My initial 3 words were ORATE, LIMNS, DUCHY. They are orthogonal in the sense that they have no shared letters. This turned out to be a good choice. Here are the stats.
After applying this 3-word filter,
- 63.3% of the words can be guessed with 100% certainty for a score of 4.
- 20.6% of the words formed 50-50 pairs. I gave these pairs the expectation value score of 4.5
After a 4th guess chosen on the basis of the information from the 3-word filter,
- 13.3% of the words can be guessed with 100% certainty for a score of 5.
- 2.6% of the words formed 50-50 pairs for the expectation value score of 5.5
- 0.2% (4 words) resulted in a certain score of 6 (see specific actual example below)
Example: After applying the 3-word filter and the 4th guess I ended up with BOBBY BOOBY BOOZY. If I choose any one of the 3 as the fifth guess and it fails, then the correct word can be entered as guess 6. This results in a "legitimate" score of 6 as opposed to a "wrong choice" 6 from a 50-50 pair.
The candidate group populations are also be of interest. When the number of candidates was 5 or fewer, it is likely that one of the candidates can be used for a filter that will distinguish all the rest. A notable example is the group SPILT SPLIT STILL STILT. Any one of the four words, can be used as a filter that will find the answer in no more than 2 additional guesses.
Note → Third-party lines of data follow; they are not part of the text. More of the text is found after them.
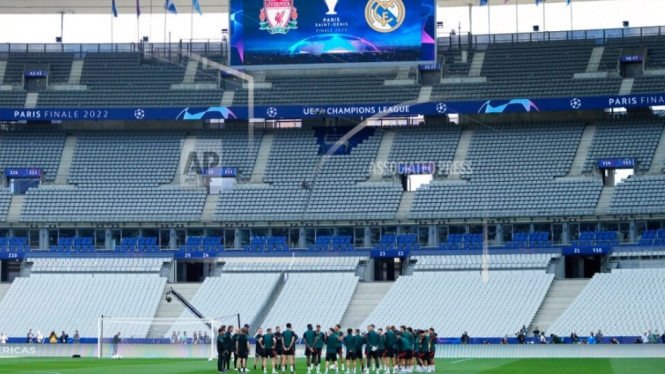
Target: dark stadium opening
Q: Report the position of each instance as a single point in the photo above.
(387, 269)
(613, 176)
(582, 267)
(413, 182)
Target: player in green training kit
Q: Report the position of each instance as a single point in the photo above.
(404, 351)
(289, 339)
(258, 351)
(221, 349)
(267, 343)
(411, 338)
(338, 331)
(319, 340)
(332, 340)
(242, 349)
(309, 337)
(359, 342)
(350, 345)
(373, 348)
(432, 347)
(382, 349)
(389, 354)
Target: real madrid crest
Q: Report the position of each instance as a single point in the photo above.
(385, 15)
(278, 16)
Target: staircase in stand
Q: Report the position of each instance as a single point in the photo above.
(4, 287)
(461, 151)
(659, 156)
(14, 213)
(261, 162)
(209, 207)
(66, 160)
(173, 309)
(382, 154)
(365, 298)
(561, 294)
(603, 205)
(594, 59)
(582, 151)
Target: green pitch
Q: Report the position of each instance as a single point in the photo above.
(461, 366)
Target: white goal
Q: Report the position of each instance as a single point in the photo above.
(158, 337)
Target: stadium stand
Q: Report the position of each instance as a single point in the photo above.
(297, 264)
(97, 265)
(268, 244)
(313, 90)
(652, 237)
(60, 299)
(39, 149)
(636, 138)
(116, 172)
(476, 261)
(655, 57)
(57, 64)
(616, 302)
(529, 240)
(436, 143)
(537, 59)
(639, 195)
(648, 85)
(295, 156)
(527, 188)
(113, 204)
(12, 99)
(327, 298)
(103, 158)
(462, 242)
(128, 79)
(452, 62)
(245, 293)
(512, 297)
(234, 147)
(526, 87)
(5, 202)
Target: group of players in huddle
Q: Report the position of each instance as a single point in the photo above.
(381, 351)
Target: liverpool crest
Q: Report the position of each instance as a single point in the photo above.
(278, 16)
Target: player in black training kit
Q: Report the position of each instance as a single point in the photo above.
(289, 340)
(279, 347)
(221, 349)
(309, 337)
(258, 350)
(242, 349)
(229, 346)
(338, 331)
(268, 347)
(349, 342)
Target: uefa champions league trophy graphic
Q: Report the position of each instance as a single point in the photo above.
(331, 6)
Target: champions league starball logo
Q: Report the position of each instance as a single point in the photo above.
(385, 15)
(278, 16)
(575, 103)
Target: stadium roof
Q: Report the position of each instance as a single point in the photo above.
(184, 6)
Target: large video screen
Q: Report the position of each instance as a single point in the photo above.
(281, 32)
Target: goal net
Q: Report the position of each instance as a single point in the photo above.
(159, 337)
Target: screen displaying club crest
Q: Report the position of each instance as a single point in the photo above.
(283, 32)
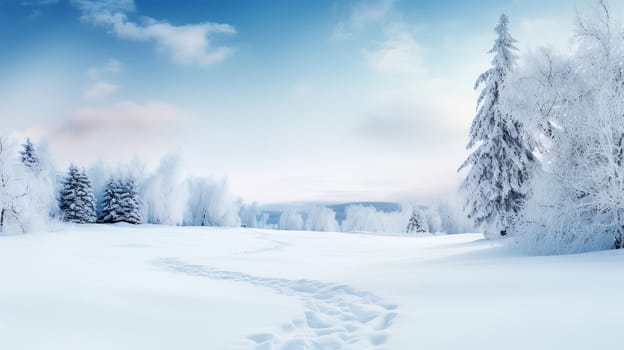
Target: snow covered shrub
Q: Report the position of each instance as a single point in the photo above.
(41, 179)
(165, 193)
(77, 202)
(321, 219)
(290, 220)
(121, 202)
(417, 222)
(210, 203)
(359, 218)
(14, 191)
(251, 216)
(577, 103)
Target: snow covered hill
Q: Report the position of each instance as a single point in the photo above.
(158, 287)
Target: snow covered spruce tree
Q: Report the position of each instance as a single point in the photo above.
(578, 203)
(29, 158)
(121, 202)
(77, 201)
(416, 223)
(500, 166)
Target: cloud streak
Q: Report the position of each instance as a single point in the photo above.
(188, 44)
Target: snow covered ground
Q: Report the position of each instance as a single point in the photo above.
(157, 287)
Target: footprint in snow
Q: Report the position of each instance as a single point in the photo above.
(336, 316)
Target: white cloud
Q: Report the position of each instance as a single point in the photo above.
(398, 53)
(100, 89)
(361, 15)
(112, 66)
(189, 44)
(119, 130)
(39, 2)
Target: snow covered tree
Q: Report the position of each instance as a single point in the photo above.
(29, 157)
(165, 193)
(578, 203)
(77, 202)
(290, 219)
(321, 219)
(417, 222)
(14, 191)
(211, 204)
(121, 202)
(500, 165)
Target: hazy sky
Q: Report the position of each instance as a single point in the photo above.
(292, 100)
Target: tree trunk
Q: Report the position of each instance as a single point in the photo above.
(2, 212)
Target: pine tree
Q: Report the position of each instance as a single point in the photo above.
(77, 201)
(121, 202)
(29, 158)
(500, 166)
(416, 222)
(131, 202)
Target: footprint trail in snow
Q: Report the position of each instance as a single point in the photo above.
(336, 316)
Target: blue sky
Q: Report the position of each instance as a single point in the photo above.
(292, 100)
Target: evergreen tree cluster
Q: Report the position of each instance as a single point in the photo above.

It can get a bit tricky when the number of candidates increases. My heart sank when a group of 11 candidates (the highest there is with this initial filter), popped up
BAKER EAGER GAZER PAPER PARER RARER REBAR WAFER WAGER WAVER ZEBRA
I will spare you the details of my thought process and give you the streamlined version. For the fourth guess I used GAWPS. It is the third person singular of the verb to gawp. When one gawps, one is simultaneously gawking and gaping, kinda like watching TikTok videos for hours on end.
As you can see from the tree in the figure on the right, that would do the trick. The dashed rectangle encloses all the possible outcomes of using GAWPS as guess 4. The input group of 11 words results in a an output of four 50-50 groups (gray) with scores of 5.5 and three one-word groups (green) with scores of 5.
The mean score was 4.28, i.e. roughly 1β
guess beyond the baseline of 3. I should point out that this mean is only one point higher that the mean of 3.24 I got with the other survey (see post #6,064). That is to be expected because in that survey I used a one-word filter (SLATE), took pains to optimize the filters and excluded words that were already used.
Doing this gave me a new perspective because my goal was not to find the answer using the fewest guesses and tricks of the trade. At the start all the words have equal probability. When one applies the 3-filter operator ##\mathcal F_3 \mathcal F_2 \mathcal F_1## on any one of 2,331 words one reduces the 2,331-fold degeneracy to N-fold where N is the number of candidates. Which specific words will be bundled together in the same group has nothing to do with whether a word has popular or unpopular letters but depends solely on the filters.
For example, the guess sequence to find the quintessential rare-letter word JAZZY is
ORATE β DUCHY β LIMNS β BAGGY β JAZZY
How did that come about?
##\mathcal F_3\mathcal F_2\mathcal F_1\text{(All 2331 words)}=~##(BAGGY, GAWKY, JAZZY) ##\oplus ~\mathcal S.## Here, ##\mathcal S## is the unique signature of the group shared by each of its members.
Choose ##\mathcal F_4= ## BAGGY. Then the paths to any of the three words are shown in the simulator output below. Note that the top three rows in each of the ##6\times 5## arrays is the signature of this group. The fourth row is the unique signature of each word within the group when ##\mathcal F_4## is applied to it.
So for the daily puzzle I will (at least for a while)
- Apply ##\mathcal F_3\mathcal F_2\mathcal F_1## to the daily word to identify its group. I already know that 80% of the ensuing words groups consist of either single words or 50-50 pairs which makes finding the answer trivial.
- For the remaining 20% of the words, look up my previously discovered filters for the group and apply them. Since I've already done all the work, this part is also trivial.
- Post the solution with a day's delay. The next one is #1,312 two days from now.
I suspect that I will find it boring because I've already been there - done that. Nevertheless, the method needs to be field-tested.
Disclaimer
I understand that this method is not efficient. My goal was establishing that it be sufficient to guarantee a solution for all words.